Alexandra Middleton, Anastasia Lazariva, Frode Nilssen, Alexey Kalinin & Anastasia Belostotskaya

The Arctic region has increasingly come to be seen in a new light because of the global transformations resulting from the disruptive challenges of climate change and shifting global political, social and economic patterns. The harsh environmental conditions there have long constrained economic activity. The climate crisis, while having a negative impact on the region in some senses, opens up new prospects for development in others. The Arctic has become a geopolitical hot spot where global and regional players seek to increase their influence. On one side, the Arctic possesses vast natural resources and increasingly will be an important global source of bio-resources. The area is also one of geopolitical tension. On the other side, the Arctic represents a “temperature gauge” for distant pollution and waste in the sea. At the same time, powerful voices from supranational institutions are putting heavy pressure on preserving the Arctic as a kind of “nature protected area” with severe restrictions on economic activity and human impact. This paper draws attention to the tension between the regional interest in maintaining and developing a socially, economically and biologically sustainable area of human settlement and the more detached interest in preserving the Arctic as a nature reserve.
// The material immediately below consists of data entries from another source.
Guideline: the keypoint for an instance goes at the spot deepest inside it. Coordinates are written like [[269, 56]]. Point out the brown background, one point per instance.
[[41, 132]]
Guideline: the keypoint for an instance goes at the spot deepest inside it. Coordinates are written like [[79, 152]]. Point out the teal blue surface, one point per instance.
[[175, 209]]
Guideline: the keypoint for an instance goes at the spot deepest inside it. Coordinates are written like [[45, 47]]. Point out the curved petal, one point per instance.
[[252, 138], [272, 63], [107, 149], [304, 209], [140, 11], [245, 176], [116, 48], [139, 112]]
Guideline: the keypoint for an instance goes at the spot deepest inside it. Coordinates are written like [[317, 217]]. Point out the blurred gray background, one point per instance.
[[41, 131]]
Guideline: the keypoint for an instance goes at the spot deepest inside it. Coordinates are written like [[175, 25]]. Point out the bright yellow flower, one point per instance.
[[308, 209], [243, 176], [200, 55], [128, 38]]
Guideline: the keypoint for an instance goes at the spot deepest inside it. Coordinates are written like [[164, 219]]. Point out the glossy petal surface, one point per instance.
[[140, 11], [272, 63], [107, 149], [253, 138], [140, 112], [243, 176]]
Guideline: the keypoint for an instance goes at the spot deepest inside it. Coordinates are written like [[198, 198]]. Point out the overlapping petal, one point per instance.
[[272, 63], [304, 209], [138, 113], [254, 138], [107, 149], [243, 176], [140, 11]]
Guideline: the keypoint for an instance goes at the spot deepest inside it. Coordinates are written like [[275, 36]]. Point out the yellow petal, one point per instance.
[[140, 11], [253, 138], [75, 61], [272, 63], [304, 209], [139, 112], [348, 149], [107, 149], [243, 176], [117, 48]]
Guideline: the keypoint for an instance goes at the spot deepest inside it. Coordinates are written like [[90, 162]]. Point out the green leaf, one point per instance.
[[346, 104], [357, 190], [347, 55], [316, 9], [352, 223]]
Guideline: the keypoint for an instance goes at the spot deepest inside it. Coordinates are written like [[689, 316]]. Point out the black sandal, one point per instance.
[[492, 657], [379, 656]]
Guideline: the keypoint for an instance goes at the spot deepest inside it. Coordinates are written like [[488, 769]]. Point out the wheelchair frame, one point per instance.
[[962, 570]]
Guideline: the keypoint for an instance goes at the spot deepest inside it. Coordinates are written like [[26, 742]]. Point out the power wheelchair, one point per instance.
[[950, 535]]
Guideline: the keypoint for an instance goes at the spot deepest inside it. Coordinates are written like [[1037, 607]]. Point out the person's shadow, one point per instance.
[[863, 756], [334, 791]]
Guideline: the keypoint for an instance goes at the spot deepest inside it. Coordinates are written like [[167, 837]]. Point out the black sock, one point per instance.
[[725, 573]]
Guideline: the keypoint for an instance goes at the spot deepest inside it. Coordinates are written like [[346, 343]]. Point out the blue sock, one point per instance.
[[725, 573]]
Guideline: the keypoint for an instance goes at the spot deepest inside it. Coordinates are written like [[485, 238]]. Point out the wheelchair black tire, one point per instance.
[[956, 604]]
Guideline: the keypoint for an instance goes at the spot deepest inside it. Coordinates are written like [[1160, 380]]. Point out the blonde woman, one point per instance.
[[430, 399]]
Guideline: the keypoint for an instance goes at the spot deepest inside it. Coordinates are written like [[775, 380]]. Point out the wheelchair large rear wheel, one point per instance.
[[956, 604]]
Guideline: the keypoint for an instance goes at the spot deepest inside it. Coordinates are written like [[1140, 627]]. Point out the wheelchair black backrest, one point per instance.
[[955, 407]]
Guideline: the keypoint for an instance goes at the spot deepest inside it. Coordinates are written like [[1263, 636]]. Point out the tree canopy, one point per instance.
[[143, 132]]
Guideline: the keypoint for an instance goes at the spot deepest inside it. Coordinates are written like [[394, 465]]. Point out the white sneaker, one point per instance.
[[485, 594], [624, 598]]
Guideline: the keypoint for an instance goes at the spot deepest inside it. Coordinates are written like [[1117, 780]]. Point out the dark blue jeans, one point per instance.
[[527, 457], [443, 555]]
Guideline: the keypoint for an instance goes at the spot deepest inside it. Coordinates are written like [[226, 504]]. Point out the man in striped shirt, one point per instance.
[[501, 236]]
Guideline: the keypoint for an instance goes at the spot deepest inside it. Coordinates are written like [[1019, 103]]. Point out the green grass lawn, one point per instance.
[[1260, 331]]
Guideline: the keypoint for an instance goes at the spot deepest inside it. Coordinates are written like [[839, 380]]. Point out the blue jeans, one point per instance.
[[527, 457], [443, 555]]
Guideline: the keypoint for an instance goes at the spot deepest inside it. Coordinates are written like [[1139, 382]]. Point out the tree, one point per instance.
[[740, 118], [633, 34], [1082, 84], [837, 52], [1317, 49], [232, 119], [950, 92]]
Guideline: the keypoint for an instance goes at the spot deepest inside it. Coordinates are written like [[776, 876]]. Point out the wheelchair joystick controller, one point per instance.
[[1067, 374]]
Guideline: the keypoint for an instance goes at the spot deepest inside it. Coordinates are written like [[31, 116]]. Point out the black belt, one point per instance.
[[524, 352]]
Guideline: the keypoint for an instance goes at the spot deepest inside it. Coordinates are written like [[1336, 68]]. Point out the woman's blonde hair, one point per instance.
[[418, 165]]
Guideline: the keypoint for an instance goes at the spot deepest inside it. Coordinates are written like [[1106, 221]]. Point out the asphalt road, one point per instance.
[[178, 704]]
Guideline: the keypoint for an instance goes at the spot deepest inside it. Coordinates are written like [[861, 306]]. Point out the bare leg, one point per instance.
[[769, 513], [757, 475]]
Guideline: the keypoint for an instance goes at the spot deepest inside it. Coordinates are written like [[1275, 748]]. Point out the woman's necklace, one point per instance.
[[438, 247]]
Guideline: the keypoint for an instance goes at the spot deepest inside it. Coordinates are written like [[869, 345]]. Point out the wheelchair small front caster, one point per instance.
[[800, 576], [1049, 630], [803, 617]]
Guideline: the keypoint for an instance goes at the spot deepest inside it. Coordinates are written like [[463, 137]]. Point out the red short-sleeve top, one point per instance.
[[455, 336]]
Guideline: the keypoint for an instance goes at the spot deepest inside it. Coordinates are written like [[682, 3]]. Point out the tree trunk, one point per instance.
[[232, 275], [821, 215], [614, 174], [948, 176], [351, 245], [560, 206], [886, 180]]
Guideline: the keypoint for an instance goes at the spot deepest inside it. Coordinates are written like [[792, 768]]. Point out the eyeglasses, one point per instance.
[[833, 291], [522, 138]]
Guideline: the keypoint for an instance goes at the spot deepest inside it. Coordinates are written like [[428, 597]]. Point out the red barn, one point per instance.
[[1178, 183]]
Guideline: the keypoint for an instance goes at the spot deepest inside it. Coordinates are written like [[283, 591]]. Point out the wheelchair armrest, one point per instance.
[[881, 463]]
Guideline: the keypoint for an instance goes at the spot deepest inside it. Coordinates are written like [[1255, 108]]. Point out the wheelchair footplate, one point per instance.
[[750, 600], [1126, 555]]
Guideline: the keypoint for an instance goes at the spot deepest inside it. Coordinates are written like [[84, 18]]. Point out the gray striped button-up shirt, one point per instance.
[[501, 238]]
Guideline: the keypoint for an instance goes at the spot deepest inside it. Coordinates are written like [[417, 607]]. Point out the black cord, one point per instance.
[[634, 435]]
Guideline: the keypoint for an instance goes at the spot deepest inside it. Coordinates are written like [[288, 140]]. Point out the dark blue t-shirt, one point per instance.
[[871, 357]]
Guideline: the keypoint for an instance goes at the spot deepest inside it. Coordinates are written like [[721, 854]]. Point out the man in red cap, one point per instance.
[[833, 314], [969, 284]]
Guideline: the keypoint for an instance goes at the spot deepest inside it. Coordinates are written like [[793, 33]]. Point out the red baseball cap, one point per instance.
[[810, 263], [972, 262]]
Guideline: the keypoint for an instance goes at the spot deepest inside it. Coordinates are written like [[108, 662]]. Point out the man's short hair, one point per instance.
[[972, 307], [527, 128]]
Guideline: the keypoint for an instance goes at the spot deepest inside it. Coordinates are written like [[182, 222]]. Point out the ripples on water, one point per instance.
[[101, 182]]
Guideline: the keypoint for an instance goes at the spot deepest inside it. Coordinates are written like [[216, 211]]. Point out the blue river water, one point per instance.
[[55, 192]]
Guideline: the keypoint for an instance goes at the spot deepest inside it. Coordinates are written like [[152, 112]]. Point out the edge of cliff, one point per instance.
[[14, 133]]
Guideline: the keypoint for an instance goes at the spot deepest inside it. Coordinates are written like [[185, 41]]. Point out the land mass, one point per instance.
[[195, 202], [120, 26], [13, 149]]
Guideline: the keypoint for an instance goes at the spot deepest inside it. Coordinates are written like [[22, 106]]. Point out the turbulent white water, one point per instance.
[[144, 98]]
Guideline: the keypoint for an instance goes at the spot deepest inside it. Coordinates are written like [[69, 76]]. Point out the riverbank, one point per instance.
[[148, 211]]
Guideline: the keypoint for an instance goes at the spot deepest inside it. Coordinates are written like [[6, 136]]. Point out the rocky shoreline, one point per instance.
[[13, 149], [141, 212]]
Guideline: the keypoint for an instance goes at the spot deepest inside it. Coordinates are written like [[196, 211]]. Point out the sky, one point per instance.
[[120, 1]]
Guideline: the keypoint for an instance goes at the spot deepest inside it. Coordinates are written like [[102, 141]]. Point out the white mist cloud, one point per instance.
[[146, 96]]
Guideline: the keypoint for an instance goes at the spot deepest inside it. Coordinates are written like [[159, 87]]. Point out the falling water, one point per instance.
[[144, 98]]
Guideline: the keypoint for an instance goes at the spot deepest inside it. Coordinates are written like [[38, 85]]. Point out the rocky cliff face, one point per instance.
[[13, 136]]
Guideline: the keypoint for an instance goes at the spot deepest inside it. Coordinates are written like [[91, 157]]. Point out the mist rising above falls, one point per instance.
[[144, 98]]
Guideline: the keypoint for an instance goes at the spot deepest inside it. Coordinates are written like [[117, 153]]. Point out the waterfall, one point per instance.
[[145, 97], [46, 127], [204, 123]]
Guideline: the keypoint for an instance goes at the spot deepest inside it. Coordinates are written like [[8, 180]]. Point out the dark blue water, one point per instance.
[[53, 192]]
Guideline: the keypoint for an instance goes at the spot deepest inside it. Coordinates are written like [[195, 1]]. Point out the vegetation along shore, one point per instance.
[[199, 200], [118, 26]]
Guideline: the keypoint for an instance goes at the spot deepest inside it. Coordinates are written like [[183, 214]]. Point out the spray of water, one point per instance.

The study approaches Arctic development from a social, ecological and environmental point of view, mapping key development drivers and the changing geopolitical context. The research utilizes scenario methodology and qualitative expert interviews combined with comprehensive literature studies. Four scenarios illustrate how the Arctic might look in 2050 and what the implications might be for the sustainable development of the region from the economic, social and environmental perspectives.